Inferno - Cap. 3: Capítulo 3 Pág. 9 / 102

Mas aquelas almas, nuas e abatidas, mudaram de cor e bateram os dentes mal ouviram tais cruéis palavras. Blasfemavam de Deus e dos seus pais, da espécie humana, do tempo e do lugar em que haviam nascido, da prole que haviam gerado. Depois, todos se juntaram, em lágrimas lavados, à beira do rio maldito que espera todos os que a Deus não temem. Caronte, demónio de olhos abrasados, por gestos os manda entrar a todos e com o remo bate nos que se acomodam. Como no Outono as folhas caem, uma após outra, até que o ramo vê por terra todos os despojos seus, da mesma maneira os condenados filhos de Adão um a um obedeceram aos sinais do barqueiro como as aves ao chamariz respondem.

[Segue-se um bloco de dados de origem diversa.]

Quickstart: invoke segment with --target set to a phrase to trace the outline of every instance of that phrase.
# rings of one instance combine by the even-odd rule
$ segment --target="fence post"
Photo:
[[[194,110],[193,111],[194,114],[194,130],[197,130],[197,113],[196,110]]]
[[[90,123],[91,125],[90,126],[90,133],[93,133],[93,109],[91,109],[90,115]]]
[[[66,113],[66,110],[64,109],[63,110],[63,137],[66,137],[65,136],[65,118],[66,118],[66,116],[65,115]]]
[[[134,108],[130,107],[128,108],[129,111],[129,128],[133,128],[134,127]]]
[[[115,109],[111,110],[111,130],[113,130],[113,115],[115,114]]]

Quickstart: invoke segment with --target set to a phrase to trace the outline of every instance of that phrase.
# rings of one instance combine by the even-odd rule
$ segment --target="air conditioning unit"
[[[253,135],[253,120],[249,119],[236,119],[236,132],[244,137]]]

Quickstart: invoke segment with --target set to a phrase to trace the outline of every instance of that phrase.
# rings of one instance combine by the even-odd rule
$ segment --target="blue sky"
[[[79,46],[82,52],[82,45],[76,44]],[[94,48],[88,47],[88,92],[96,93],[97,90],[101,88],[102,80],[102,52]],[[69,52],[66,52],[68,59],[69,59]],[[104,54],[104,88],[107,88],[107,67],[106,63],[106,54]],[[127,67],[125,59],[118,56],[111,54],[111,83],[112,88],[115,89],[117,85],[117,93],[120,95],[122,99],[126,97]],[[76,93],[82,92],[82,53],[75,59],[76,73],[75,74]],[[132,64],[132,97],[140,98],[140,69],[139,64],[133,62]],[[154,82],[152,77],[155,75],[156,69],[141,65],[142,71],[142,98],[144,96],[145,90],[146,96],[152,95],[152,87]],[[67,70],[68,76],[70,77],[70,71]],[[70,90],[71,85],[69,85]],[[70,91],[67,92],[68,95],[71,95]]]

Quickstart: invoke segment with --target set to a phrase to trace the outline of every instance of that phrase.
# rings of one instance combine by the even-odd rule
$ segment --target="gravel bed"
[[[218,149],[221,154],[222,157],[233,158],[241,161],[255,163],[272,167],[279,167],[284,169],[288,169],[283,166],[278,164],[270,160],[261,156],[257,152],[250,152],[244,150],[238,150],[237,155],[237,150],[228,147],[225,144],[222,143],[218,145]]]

E assim se vão pelas escuras ondas e, antes de a outra margem atingirem, outras multidões se juntam nesta. «Meu filho», disse o mestre amavelmente, «os que morreram na ira de Deus aqui se juntam vindos de todas as partes do mundo e aprestam-se a atravessar o rio porque de tal modo os impele a justiça divina que o seu temor em ansia se converte. Jamais passou uma alma boa por aqui; portanto, se de ti Caronte se queixou, poderás agora ver o sentido do que disse.»

Em seguida, aquele campo opaco tremeu tão fortemente que a lembrança do susto me enche ainda a testa de suor. Da terra em prantos alagada soltou-se um vento que fez relampejar uma luz rubro, que me fez perder o dom dos sentidos e cair como homem vencido pelo sono.